GCN GFX10.1 (RDNA 1)

NO

YES

GCN GFX10.3 (RDNA 2)

NO

YES

GCN GFX11 (RDNA 3)

NO

YES

The minimum Linux kernel version for running in HMM mode is 6.4.

The forwarding header can be obtained from its GitHub repository. It will be packaged with a future ROCm release. Because accelerated algorithms are provided via rocThrust, a transitive dependency on rocPrim exists. Both can be obtained either by installing their associated components of the ROCm stack, or from their respective repositories. The list algorithms that can be offloaded is available here.

HIP Specific Elements

  1. There is no defined interop with the HIP kernel language; whilst things like using __device__ annotations might accidentally “work”, they are not guaranteed to, and thus cannot be relied upon by user code; - A consequence of the above is that both bitcode linking and linking

    relocatable object files will “work”, but it is not guaranteed to remain working or actively tested at the moment; this restriction might be relaxed in the future.

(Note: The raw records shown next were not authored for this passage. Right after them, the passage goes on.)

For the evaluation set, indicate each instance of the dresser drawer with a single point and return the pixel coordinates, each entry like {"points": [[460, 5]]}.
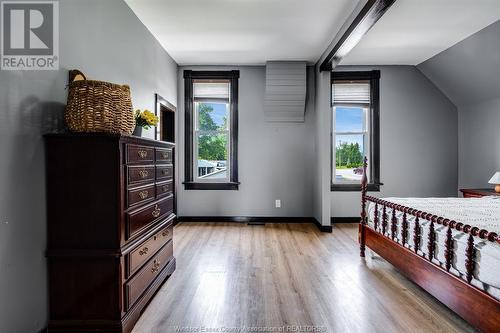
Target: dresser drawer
{"points": [[140, 174], [164, 172], [142, 217], [146, 250], [163, 155], [140, 154], [139, 283], [140, 195], [165, 188]]}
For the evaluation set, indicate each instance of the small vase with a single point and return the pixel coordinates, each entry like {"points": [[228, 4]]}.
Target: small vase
{"points": [[137, 131]]}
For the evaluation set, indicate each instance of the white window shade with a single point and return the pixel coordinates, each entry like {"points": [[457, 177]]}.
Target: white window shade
{"points": [[351, 93], [211, 90]]}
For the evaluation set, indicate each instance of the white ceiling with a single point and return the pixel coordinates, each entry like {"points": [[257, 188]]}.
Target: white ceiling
{"points": [[413, 31], [226, 32]]}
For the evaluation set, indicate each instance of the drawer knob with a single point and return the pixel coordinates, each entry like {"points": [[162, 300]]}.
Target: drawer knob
{"points": [[143, 251], [156, 212], [156, 266]]}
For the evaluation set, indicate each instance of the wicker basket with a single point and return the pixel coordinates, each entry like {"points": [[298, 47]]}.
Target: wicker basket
{"points": [[97, 106]]}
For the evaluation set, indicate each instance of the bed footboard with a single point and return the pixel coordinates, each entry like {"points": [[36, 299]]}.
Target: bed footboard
{"points": [[472, 304]]}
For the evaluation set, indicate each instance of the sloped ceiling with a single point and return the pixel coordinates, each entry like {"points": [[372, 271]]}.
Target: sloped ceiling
{"points": [[413, 31], [242, 32], [468, 72]]}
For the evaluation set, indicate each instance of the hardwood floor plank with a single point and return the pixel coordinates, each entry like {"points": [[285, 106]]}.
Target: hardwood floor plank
{"points": [[234, 275]]}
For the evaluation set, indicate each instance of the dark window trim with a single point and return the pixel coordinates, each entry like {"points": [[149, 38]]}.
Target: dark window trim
{"points": [[233, 77], [374, 158]]}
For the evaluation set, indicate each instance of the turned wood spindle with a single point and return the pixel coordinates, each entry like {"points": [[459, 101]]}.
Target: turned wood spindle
{"points": [[432, 236], [375, 219], [416, 234], [470, 254], [394, 221], [384, 219], [448, 251], [405, 227]]}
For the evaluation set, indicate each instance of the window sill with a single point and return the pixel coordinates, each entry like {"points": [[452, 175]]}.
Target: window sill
{"points": [[354, 187], [231, 186]]}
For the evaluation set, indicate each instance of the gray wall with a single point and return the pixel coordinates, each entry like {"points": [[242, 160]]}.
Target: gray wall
{"points": [[469, 74], [275, 159], [418, 139], [106, 41], [479, 143]]}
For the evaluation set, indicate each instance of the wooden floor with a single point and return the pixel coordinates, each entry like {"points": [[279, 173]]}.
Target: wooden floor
{"points": [[231, 275]]}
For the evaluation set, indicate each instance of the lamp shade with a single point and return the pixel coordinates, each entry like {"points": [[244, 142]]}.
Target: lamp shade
{"points": [[495, 179]]}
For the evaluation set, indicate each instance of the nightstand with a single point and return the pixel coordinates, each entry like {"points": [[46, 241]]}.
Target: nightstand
{"points": [[478, 193]]}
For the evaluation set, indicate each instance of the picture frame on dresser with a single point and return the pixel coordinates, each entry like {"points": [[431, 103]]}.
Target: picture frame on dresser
{"points": [[165, 111], [166, 131]]}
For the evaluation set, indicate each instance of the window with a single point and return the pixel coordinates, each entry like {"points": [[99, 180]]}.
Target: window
{"points": [[211, 127], [355, 129]]}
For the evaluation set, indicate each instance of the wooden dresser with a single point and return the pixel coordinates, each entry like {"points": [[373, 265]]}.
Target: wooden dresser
{"points": [[111, 207]]}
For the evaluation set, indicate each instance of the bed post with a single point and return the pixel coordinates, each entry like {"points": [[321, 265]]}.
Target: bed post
{"points": [[362, 223]]}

  2. Combining explicit HIP, CUDA or OpenMP Offload compilation with --hipstdpar based offloading is not allowed or supported in any way.

  3. There is no way to target different accelerators via a standard algorithm invocation (this might be addressed in future C++ standards); an unsafe (per the point above) way of achieving this is to spawn new threads and invoke the hipSetDevice interface e.g.:

    int accelerator_0 = ...;
    int accelerator_1 = ...;
    
    bool multiple_accelerators(const std::vector<int>& u, const std::vector<int>& v) {
      std::atomic<unsigned int> r{0u};
    
      thread t0{[&]() {
        hipSetDevice(accelerator_0);
    
        r += std::count(std::execution::par_unseq, std::cbegin(u), std::cend(u), 42);
      }};
      thread t1{[&]() {
        hitSetDevice(accelerator_1);
    
        r += std::count(std::execution::par_unseq, std::cbegin(v), std::cend(v), 314152)
      }};
    
      t0.join();
      t1.join();
    
      return r;
    }
    

    Note that this is a temporary, unsafe workaround for a deficiency in the C++ Standard.

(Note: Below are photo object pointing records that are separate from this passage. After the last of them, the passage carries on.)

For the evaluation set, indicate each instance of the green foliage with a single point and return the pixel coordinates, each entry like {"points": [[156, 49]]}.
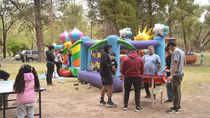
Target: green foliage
{"points": [[13, 47], [118, 13]]}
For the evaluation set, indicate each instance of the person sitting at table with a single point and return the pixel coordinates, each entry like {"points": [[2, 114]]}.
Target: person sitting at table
{"points": [[4, 75], [152, 64], [26, 83]]}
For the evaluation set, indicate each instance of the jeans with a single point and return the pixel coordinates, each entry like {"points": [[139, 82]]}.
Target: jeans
{"points": [[170, 93], [127, 86], [25, 110], [176, 85], [50, 70], [1, 100], [58, 66]]}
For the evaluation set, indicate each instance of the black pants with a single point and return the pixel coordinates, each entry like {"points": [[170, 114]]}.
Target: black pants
{"points": [[50, 70], [146, 87], [58, 66], [127, 86], [1, 100], [176, 86]]}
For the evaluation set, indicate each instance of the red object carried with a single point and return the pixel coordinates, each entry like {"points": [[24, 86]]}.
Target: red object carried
{"points": [[158, 79], [65, 72]]}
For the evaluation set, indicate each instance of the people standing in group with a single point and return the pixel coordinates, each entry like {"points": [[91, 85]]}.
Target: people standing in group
{"points": [[152, 64], [132, 68], [113, 63], [177, 73], [170, 94], [50, 58], [58, 60], [26, 83], [106, 77], [4, 76]]}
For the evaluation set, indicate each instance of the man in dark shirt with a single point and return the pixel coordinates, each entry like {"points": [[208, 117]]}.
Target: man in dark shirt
{"points": [[106, 77], [167, 70], [50, 64]]}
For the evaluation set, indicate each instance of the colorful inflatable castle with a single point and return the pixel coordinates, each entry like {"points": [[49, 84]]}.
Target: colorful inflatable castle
{"points": [[71, 52], [90, 52]]}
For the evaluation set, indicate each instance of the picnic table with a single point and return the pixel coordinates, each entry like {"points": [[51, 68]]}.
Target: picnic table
{"points": [[6, 87], [159, 79]]}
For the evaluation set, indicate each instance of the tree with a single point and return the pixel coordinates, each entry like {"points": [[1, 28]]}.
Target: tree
{"points": [[117, 14], [38, 29], [7, 11], [15, 46], [34, 20], [150, 12]]}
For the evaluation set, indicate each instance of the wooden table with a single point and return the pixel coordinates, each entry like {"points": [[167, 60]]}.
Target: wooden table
{"points": [[6, 87], [155, 79]]}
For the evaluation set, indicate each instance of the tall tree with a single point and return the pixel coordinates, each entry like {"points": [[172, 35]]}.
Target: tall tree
{"points": [[7, 11], [38, 28]]}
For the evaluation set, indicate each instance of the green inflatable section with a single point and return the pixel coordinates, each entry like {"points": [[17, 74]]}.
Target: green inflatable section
{"points": [[74, 71]]}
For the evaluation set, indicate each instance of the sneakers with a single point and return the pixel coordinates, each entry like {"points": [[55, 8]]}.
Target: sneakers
{"points": [[169, 100], [110, 104], [138, 109], [125, 107], [102, 103], [173, 110], [147, 96]]}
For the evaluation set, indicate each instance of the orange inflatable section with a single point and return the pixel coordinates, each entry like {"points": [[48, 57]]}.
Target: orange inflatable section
{"points": [[65, 59], [77, 62]]}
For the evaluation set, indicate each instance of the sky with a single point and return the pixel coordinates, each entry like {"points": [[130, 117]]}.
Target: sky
{"points": [[202, 3]]}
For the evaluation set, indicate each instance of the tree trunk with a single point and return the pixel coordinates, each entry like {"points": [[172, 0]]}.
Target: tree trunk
{"points": [[38, 29], [4, 45], [184, 36], [150, 13], [4, 34]]}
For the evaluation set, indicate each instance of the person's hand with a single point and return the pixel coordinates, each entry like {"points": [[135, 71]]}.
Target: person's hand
{"points": [[121, 77], [113, 68], [170, 78]]}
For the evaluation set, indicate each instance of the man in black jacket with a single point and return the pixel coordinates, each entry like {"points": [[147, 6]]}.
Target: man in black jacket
{"points": [[106, 77], [50, 64], [167, 70]]}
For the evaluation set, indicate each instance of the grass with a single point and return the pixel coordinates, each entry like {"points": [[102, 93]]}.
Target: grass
{"points": [[196, 78]]}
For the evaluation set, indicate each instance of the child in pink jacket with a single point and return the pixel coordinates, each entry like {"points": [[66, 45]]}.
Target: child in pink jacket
{"points": [[25, 85]]}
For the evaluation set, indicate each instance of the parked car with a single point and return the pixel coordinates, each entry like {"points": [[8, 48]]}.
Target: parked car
{"points": [[17, 57], [32, 55]]}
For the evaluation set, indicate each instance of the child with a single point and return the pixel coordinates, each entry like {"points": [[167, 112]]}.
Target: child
{"points": [[25, 85], [4, 75], [113, 62]]}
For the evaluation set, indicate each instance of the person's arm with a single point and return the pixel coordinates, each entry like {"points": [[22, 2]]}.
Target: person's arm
{"points": [[142, 67], [159, 65], [158, 68], [122, 66]]}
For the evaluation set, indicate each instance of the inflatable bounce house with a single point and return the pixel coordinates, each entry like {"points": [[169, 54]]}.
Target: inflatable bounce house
{"points": [[71, 52], [90, 51]]}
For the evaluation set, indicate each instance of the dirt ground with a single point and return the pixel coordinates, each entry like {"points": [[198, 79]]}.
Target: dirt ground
{"points": [[64, 101]]}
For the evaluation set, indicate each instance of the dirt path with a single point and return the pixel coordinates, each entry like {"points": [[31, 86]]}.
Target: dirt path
{"points": [[63, 101]]}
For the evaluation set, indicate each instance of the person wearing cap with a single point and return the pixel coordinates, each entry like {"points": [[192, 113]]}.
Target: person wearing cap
{"points": [[106, 77], [132, 68], [152, 64], [177, 73]]}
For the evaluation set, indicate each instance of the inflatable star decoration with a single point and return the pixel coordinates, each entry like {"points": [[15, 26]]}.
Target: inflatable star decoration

Open Questions / Future Developments

  1. The restriction on the use of global / namespace scope / static / thread storage duration variables in offloaded algorithms will be lifted in the future, when running in HMM Mode;

  2. The restriction on the use of dynamic memory allocation in offloaded algorithms will be lifted in the future.

  3. The restriction on the use of pointers to function, and associated features such as dynamic polymorphism might be lifted in the future, when running in HMM Mode;

  4. Offload support might be extended to cases where the parallel_policy is used for some or all targets.